4:50 pm • 20 November 2011 • 3 notes
Girl’s Race…


Anything I get to design for Bici is always a lot of fun. They recently had their annual girl’s alley cat race called the Kitty Cat. I only have one really bad photo to prove it existed…
I was inspired by Bicycled playing cards and….yes…Mary Popins..
5:21 pm • 19 November 2011
Coffee AND Books!





It’s cool when people you are friends with start businesses. It’s even cooler when you can help. And coolest of all is when you can help and get free coffee in return.
Working on Church Street Coffee and Books hit the third tier of coolness.
The logo came from the idea of combining coffee and books…hah…but seriously…it did. We wanted it to look English-y and not overly modern or “new” since it would be in Mountain Brook.
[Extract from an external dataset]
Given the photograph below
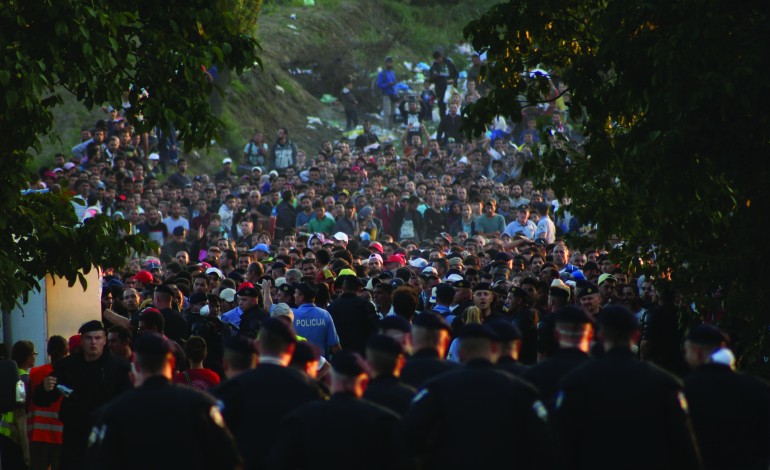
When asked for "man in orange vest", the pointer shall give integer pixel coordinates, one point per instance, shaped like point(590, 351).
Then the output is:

Carrie Rolwagon had a good idea of the look she needed- so that made everything easier.
10:10 pm • 16 August 2011 • 3 notes
Bici turns 2

photo credit- cary norton



I was happy to design a poster for Bici Coop’s 2nd anniversary race and party. I got really inspired by communist propaganda that glorifies the working man. I’ve noticed that that will now be the second Bici poster I’ve done where someone is raising their fist in the air…hmm…maybe I need a new look. I did the screen printing in my own house for this one. Cheep acrylic paint from Walmart was all it took (only Walmart because it was the only place open). They dried pretty fast, but I did mess up about 7%.
9:40 pm • 20 July 2011 • 2 notes
Collision sculpture


Sometimes it’s good to step back from functional and verbal mediums and just make a sculpture. This is a piece for a show the Birmingham Art Collective put on a few years ago. The inspiration came from the collision of ideas/emotions/people into something more interesting than before. The piece is designed from perfect cubes of different sizes intersecting each other.
6:46 pm • 22 February 2011
Plywood prints


This was a Christmas present to a certain someone, but now I’m thinking of doing a series on Birmingham buildings. Screen printing on plywood has a nice feel and I hope to do more in the future.
6:05 pm • 22 February 2011 • 30 notes
tweet wall




I like what twitter does. You can keep track of people, places, businesses, tagged words, events and on and on. I also like the idea of bringing tweets into a more public setting. This idea is an LED light matrix that broadcasts tweets as they appear on an iPhone. The user would download a special twitter app just for this device, hook up their iPhone or iPod touch, and watch each tweet appear on the big screen. A restaurant could have a screen mounted in their eating space that shows all tweets @mentioning their name.
3:51 pm • 28 December 2010 • 1 note
Local handouts!




Local bike racks got some handouts printed! I think the coolest thing on them is the great photos by Caleb Chancey of bikes and racks locked happily together. I got to do the logo and branding for Local, which was a lot of fun and a little challenging. I wanted a grass roots kind of look and took inspiration from hand painted signs in downtown Birmingham. A special website dedicated to selling these guys will be up soon!
1:55 pm • 18 December 2010
The elf who stole Christmas…or the iMac…




I was happy to design and print some Christmas postcards for the very creative architecture firm Standard Creative. We talked about a Christmasy-architecturalish-friendly card, and that’s where front design came from (with their logo on the mantle). But to give a subtle hint to the story of this year (the firm had experienced several break-ins at their new address, including all the computers being stolen…twice) a sneaky elf is running out with an iMac on the back of the card. Originally, I had the reverse of the window from the front broken with glass shards….but that was not very merry.
The project was screen printed on chip board using plastisol ink.